MIKE OLDFIELD «Return To Ommadawn» (Virgin, 2017)

El Genio de Reading y su eternamente anhelado regreso a las raíces.

Por Javi Segura Ruiz.

 

Tras más de 33 años siguiendo la trayectoria musical de tu músico favorito, llega el momento de realizar la reseña de su más reciente obra, (nada menos que la vigesimosexta ya en su trayectoria), convirtiéndose en la primera que elaboro de su discografía; son muchas las sensaciones que me recorren mientras llevo a cabo la misma, pues no tan sólo pienso en este nuevo trabajo, pues me viene a la cabeza incesantemente todo su legado musical, ese con la que he crecido desde pequeño y que forma parte esencial de mi vida y que a buen seguro no tan sólo ha influido de manera notable en mis sentimientos, forma de pensar y ver las cosas, sino que además ha sido pieza indispensable para que a mitad de los 80 me comenzara a interesar por el hard rock, pues las guitarras, las inmensas y maravillosas guitarras de Oldfield, me transportaron poco a poco hacia este fascinante estilo musical.

Y es que el músico británico nunca fue reconocido como gran guitarrista que ha sido al nivel que merecía más allá de sus seguidores, pero este instrumento ha sido el principal y fascinante mensajero de las emociones de su música durante cinco décadas; además de su discografía de estudio, el creador de “The Lake”, (indispensable la versión corregida y ligeramente aumentada en la edición Deluxe de “Discovery” de esta obra de arte), nos ha brindado memorables directos a finales de los 70 y principios de los 80, los cuales han sido testimonios de versiones rockeras y muy distintas en cada uno de ellos de sus largas piezas instrumentales donde demostraba su particular técnica y geniales dotes de versatilidad e improvisación sobre los escenarios con sus guitarras; dos ejemplos ineludibles son las magistrales interpretaciones de “Ommadawn” en Knebworth y Edimburgo en el año 1980.

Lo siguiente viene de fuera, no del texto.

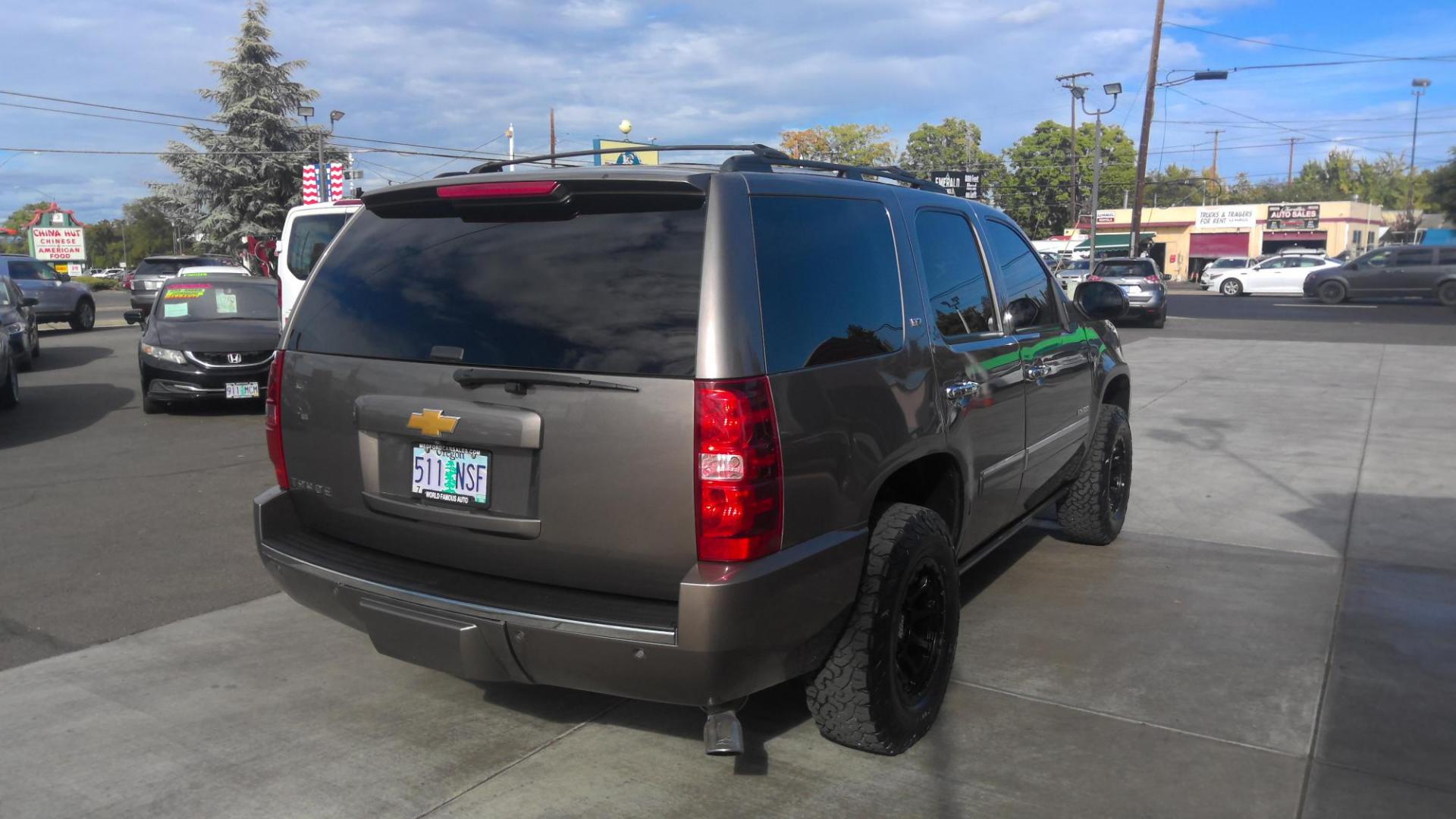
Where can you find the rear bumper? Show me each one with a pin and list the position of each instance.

La carrera de Mike Oldfield mantuvo un más que aceptable nivel hasta “The Songs of Distant Earth” (1994); desde entonces ha transcurrido con más pena que gloria, pues está repleta de altibajos en sus posteriores ocho trabajos de estudio, (sin contar la regrabación de “Tubular Bells”); en todos ellos hay muchos grandes momentos con los que el Genio de Reading nos ha seguido deleitando pero ninguno, bajo mi criterio, supuso un disco completo y redondo como los de antaño; es por ello que el mito se ha ido derrumbando poco a poco, pero a pesar de ello un nuevo disco suyo siempre supone unas sensaciones, unos nervios, un cosquilleo en el estómago que pocos, muy pocos artistas o grupos consiguen producirme a pesar de ser consciente de que lo más coherente desde hace ya demasiado tiempo es no ilusionarse demasiado y conformarte con esos momentos puntuales pero de un valor inconmensurable que siempre ofrece su talento.

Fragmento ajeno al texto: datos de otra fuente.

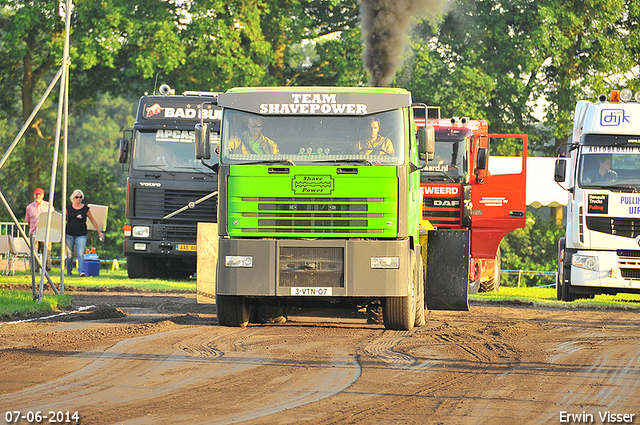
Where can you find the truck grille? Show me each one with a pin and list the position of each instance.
(315, 215)
(442, 212)
(629, 263)
(311, 267)
(157, 203)
(626, 227)
(186, 232)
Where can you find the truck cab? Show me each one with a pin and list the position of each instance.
(460, 194)
(319, 195)
(600, 253)
(168, 190)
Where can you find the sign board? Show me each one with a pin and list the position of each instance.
(99, 213)
(55, 231)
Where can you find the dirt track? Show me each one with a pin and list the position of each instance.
(160, 359)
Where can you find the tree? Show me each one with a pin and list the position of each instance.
(109, 33)
(497, 59)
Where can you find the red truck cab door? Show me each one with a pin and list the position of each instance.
(498, 196)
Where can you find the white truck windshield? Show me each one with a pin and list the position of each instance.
(609, 167)
(301, 139)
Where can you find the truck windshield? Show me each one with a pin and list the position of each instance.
(297, 139)
(610, 167)
(449, 161)
(167, 150)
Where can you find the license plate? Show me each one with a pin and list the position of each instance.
(314, 292)
(185, 247)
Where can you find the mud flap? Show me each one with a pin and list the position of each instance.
(447, 278)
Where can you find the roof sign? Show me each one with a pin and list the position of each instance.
(314, 103)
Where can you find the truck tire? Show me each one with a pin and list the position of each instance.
(560, 274)
(138, 268)
(420, 307)
(233, 310)
(493, 283)
(399, 313)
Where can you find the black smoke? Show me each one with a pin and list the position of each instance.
(385, 26)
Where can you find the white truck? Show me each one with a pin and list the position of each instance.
(600, 253)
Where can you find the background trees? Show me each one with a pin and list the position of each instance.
(520, 64)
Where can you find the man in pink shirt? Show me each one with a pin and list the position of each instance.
(39, 205)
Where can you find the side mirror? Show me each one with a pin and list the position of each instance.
(482, 159)
(203, 145)
(123, 155)
(426, 142)
(561, 170)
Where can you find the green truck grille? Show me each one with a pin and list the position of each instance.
(289, 215)
(312, 201)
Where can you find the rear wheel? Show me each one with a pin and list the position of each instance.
(233, 310)
(399, 313)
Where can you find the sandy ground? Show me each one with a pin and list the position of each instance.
(162, 359)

En los últimos dos o tres años, el hasta entonces “hermético” y poco accesible Oldfield se ha abierto más a sus seguidores gracias a las redes sociales; es más, hemos podido conocer con asiduidad los datos actualizados del proceso de grabación de su nueva obra; quienes sabemos de su especial y volátil carácter, no nos sorprendía demasiado los continuos cambios de ideas que iba comentando hasta que al final la musa de la inspiración le guió por el camino a seguir: dijo que iba a grabar una precuela de las Campanas Tubulares, más tarde la cuarta parte de las mismas que por suerte se quedó en el camino, (aunque a día de hoy parece inevitable que nadie nos pueda librar de ella pues ya la anda “cocinando”), después decía que pensaba en realizar un disco acústico, semanas más tarde uno de rock…..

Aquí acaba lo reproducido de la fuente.